May Day’s Rally: What you need to know

GeneralMay 05, 2022 09:31

Source - Straits Times

Written by - Clare Chong

A recession may be looming: inflationary pressure amidst the war in Ukraine

In Prime Minister Lee Hsien Loong’s May Day Rally, he cautioned that Singaporeans need to brace for the impact given global inflation, further exacerbated by the ongoing conflict between Ukraine and Russia.

Said PM Lee, “(The Monetary Authority of Singapore) has tightened our monetary policy to reduce imported inflation. That is why the Singapore dollar has appreciated… (We are) taking steps to secure our food and energy supplies, just in case supplies are disrupted by the ongoing war”. However, he added that despite government support, “inflation will remain high; central banks in the developed countries are tightening their monetary policies, rising interest rates; global growth will be weaker, and there may be a recession within the next two years.”

Being a price taker in world markets, Singapore has to remain open and grow the economy further to stay competitive. However, economic growth alone is insufficient as success must be matched by social and political cohesion. As Russia is a big exporter of gas and oil, supply is currently disrupted, resulting in increased petrol and electricity prices worldwide. Food prices rose as Ukraine is one of the world’s largest exporters of cereal crops and vegetable oils.
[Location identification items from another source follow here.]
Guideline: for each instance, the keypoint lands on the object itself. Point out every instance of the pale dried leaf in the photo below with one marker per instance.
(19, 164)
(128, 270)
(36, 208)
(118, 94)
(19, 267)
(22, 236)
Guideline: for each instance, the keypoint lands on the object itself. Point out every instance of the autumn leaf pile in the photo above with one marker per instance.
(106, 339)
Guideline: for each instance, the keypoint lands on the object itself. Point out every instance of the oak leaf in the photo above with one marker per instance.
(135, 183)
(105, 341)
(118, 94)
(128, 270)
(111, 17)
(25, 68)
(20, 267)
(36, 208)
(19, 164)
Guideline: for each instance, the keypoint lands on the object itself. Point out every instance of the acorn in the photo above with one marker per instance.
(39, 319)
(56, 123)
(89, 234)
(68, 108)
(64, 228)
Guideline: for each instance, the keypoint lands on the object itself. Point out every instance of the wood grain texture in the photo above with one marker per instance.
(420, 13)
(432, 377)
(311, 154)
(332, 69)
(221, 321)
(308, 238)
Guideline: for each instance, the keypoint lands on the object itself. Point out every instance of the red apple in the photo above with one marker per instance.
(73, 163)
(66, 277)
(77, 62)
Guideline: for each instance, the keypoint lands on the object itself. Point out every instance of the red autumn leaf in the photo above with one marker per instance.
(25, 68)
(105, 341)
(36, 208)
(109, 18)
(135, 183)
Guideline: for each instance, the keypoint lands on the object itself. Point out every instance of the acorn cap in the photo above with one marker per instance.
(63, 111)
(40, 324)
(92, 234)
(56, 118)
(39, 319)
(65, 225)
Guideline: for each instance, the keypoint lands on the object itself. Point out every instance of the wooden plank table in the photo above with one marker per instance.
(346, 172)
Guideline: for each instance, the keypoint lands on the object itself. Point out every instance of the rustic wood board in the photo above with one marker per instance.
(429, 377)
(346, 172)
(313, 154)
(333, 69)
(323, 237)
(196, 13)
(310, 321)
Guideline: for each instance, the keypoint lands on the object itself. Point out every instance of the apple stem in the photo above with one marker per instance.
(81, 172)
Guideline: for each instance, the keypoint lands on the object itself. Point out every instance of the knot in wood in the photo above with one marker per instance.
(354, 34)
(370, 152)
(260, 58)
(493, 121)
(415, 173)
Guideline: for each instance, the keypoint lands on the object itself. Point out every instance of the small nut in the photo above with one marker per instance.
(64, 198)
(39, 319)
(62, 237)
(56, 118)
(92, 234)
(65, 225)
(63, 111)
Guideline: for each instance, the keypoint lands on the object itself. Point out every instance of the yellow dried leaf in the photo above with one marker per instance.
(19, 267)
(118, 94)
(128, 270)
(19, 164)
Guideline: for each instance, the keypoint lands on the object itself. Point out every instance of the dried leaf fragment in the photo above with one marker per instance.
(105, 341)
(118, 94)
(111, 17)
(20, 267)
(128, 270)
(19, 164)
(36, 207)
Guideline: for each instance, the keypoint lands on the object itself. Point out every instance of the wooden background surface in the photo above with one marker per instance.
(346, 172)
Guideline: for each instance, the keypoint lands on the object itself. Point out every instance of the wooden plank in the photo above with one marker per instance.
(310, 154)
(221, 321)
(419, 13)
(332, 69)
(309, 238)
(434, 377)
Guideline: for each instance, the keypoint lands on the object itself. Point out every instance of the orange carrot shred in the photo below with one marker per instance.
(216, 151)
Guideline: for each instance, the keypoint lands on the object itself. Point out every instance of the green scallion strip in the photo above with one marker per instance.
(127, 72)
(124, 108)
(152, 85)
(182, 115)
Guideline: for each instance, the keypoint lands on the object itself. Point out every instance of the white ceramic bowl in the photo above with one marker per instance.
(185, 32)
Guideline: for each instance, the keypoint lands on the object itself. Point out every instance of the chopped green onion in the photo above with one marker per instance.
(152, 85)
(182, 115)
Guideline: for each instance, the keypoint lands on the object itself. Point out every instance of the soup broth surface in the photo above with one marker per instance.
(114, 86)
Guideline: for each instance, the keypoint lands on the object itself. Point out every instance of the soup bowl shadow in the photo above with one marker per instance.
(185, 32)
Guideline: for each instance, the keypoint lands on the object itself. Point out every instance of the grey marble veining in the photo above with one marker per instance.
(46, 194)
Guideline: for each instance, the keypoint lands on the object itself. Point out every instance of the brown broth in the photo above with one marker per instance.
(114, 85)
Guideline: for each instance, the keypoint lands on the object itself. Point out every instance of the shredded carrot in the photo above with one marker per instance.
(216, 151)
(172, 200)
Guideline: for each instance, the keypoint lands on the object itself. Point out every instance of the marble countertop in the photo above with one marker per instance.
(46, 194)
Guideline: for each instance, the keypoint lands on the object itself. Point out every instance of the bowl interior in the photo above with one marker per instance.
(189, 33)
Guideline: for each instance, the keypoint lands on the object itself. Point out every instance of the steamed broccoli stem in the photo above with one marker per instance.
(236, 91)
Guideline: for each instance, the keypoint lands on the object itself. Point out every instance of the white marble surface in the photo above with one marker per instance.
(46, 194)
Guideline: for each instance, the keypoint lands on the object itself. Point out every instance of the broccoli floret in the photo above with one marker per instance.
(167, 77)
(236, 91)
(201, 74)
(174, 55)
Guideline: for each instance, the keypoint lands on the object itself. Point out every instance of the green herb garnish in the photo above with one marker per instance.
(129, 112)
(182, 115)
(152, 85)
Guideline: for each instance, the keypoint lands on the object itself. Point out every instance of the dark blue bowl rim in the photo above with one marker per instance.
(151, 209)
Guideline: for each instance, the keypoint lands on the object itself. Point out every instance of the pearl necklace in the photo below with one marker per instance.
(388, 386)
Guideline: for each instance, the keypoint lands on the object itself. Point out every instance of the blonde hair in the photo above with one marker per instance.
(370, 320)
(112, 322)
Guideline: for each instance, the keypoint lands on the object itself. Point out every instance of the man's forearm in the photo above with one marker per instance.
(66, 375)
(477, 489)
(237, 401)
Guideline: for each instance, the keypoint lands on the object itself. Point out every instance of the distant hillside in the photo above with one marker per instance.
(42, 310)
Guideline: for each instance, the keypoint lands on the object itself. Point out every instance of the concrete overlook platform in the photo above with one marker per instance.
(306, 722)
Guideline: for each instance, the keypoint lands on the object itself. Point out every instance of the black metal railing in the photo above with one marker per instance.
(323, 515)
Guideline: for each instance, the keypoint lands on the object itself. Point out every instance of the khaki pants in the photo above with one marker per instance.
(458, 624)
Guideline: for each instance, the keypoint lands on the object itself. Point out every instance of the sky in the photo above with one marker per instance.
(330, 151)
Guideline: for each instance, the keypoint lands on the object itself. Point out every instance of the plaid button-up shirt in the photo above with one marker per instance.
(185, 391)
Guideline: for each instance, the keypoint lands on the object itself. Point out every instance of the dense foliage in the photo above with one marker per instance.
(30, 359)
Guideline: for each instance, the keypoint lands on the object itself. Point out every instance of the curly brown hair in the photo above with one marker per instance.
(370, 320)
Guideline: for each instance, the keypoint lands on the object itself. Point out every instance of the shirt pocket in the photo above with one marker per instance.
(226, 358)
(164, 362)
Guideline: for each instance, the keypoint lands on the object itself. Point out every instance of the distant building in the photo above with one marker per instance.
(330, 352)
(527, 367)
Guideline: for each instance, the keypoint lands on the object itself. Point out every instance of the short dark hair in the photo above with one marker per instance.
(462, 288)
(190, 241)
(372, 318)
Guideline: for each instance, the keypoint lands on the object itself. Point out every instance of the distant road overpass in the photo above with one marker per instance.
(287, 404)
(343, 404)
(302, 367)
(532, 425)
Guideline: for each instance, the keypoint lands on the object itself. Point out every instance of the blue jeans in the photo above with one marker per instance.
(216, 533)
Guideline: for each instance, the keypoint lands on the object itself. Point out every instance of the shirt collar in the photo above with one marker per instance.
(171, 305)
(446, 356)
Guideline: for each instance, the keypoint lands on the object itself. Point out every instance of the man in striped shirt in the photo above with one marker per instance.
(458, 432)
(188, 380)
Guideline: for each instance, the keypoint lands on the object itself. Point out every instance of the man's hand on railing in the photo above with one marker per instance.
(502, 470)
Singapore imports nearly all supplies of energy and is thus extremely vulnerable to energy price changes. Singapore has become collectively poorer S$8 billion per year.

Future of Work: Labour constraints and Worker-centric firms to perform well
Companies with worker-centric practices will perform well in the future labour market, said PM Lee. As the economy is producing more jobs than the Singapore population, Singapore has to maximise the potential of the “hardly growing” and aging domestic labour force. Businesses can transform by riding on industry trends, rebranding an industry to attract more workers, and creating more flexible work arrangements to enhance retention. Companies are working with labour unions to lead the changes in Singapore– “ tripartism in practice”. Furthermore, upcoming tripartite guidelines on flexible work arrangements will help to ease labour constraints in Singapore as more people, including mothers and caregivers, can continue to work and achieve a work-life balance. Other benefits like less peak hour travel and congestion and an increase in birth rate could result from flexible working conditions as well. 

What do you think of the upcoming challenges for businesses and workers in Singapore? How can you transform and pivot your business to thrive amid these challenges?